There are plenty of other reasons for taxpayers to be upset about California governance. A new U.S. Census Bureau poverty analysis that takes into account the cost of living found that California has a poverty rate of 23 percent – the highest in the nation. In addition, California has the fifth-highest unemployment rate in the country (8.9 percent), some of the highest taxes, and one of the very worst business climates. Then there is what Gov. Jerry Brown has termed a “wall of debt” in the tens of billions of dollars, and unfunded pension liabilities in the hundreds of billions of dollars, which will serve as a yoke around the necks of both current and future generations.

California’s politics are plagued by gerrymandering, special interests that bleed taxpayers dry and manipulate their lives through heavy-handed regulations and nanny-state laws, and the domination by large cities such as San Francisco and Los Angeles.

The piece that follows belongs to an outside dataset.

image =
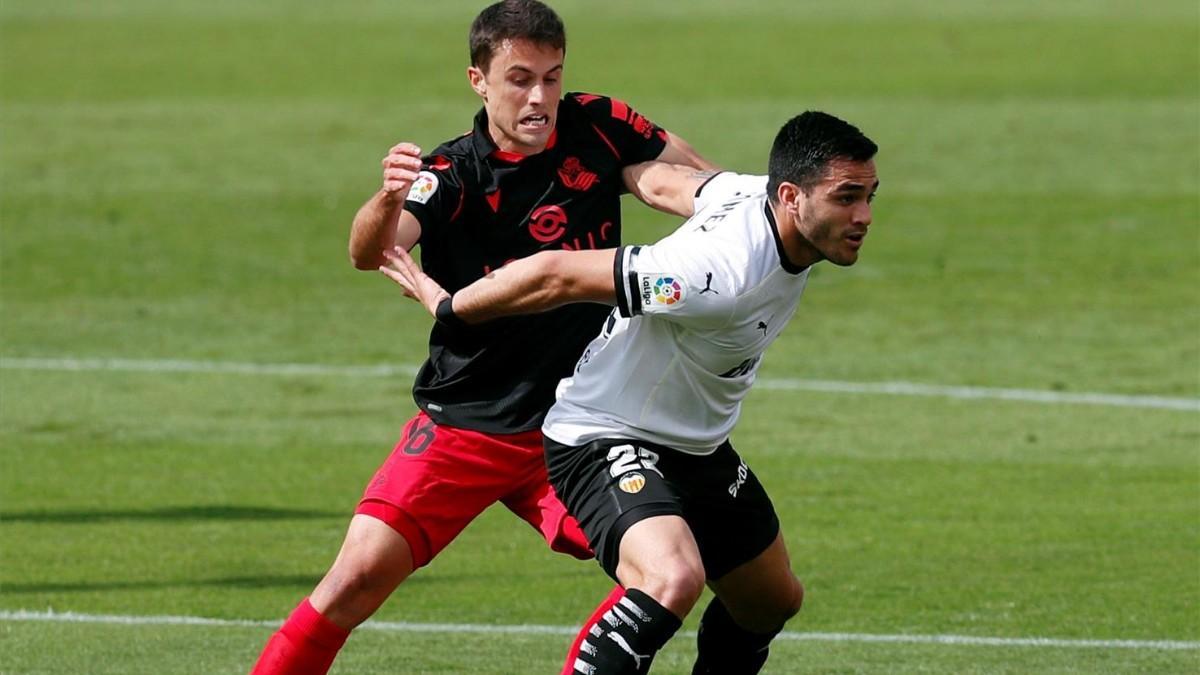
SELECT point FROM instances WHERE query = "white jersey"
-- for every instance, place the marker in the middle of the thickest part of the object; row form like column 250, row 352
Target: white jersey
column 695, row 314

Just about everyone – from all ends of the political spectrum – believes that California is broken and its political leadership is dysfunctional, as evidenced by the California Legislature’s barely-above-freezing 35 percent approval rating.

It probably shouldn’t be that big of a surprise that the state has become so politically unwieldy, and the California Legislature has grown so unresponsive to the interests of significant portions of the state’s population, that citizens are now looking to form their own governments. They probably figure there’s no way they could do worse than the politicians in Sacramento.